I've had may people comment that when I finally updated my blog I neglected to provide an update on William's visa status. I was sincerely hoping that sometime at the beginning of this week I would place a post entitled "We have an ID card!!!!". But alas, we still do not have an ID card. We (meaning mostly my poor William) have been trying to obtain an ID card since October of last year. It has been one thing after another. He even made a special trip to Nairobi (his first one in five years) to try to get an expedited card.
Last week the office in Eldoret called him to tell him that the card had arrived. He just needed to come and pick it up. When he arrived at the office they showed him that sure enough, his name was on the list of cards that were delivered. However there was no ID card physically present in the office. They profusely apologized and told him they had no idea what had happened to it.
I can't quite put my finger on my emotion.

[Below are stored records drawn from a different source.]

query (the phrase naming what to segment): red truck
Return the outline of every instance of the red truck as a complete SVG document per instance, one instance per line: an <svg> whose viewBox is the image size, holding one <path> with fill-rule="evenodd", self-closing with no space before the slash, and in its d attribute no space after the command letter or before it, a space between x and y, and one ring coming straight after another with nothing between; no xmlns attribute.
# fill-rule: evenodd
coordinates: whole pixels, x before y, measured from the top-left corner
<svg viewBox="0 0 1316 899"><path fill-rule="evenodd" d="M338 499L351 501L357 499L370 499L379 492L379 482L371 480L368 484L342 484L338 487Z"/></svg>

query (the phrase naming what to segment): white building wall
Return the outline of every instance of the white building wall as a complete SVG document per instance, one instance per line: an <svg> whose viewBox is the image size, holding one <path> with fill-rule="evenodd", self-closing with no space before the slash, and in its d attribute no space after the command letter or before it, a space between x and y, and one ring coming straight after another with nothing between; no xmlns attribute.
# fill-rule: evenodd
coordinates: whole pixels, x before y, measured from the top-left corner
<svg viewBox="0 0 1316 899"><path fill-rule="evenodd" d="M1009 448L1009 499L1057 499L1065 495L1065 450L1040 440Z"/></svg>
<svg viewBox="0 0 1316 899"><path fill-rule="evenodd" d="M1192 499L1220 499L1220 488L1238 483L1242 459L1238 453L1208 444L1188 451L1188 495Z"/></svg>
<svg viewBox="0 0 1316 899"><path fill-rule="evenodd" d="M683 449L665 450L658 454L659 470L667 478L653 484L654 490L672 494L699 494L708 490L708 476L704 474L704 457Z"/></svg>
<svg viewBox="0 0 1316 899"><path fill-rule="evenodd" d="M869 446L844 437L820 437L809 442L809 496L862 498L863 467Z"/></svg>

Definitely frustration!! In some ways I feel like I'm losing hope with this entire process. You see, he can't proceed with the next step in the visa process until he has a passport. And he cannot apply for a passport until he has the ID. At the rate things are going we will be lucky if we can make a trip to the states together a year after we are married!!!
It's been an interesting process looking at the intercultural perspective of all this frustration. I am a born and raised American. And here in America we are raised to believe that you can have anything or accomplish anything if you work hard enough for it. It has been a cold hard reality to learn that the rest of the world does not always work that way. William has put hours and hours of agony into his multiple attempts to get the ID card. And yet, we have nothing to show for it.
Your continued prayers would be most appreciated. I'm on the edge of giving up hope that this is ever going to happen. Before I know it we will be in Africa together saying our vows. In the meantime please continue to pray for wisdom direction and peace. I still don't know for sure where we will be living or exactly what we will be doing. Yet through it all I know that I know that I know that God is in control! I know that he will never fail and that his plan is perfect. Thanks for all of your continued support, prayers and encouragement!!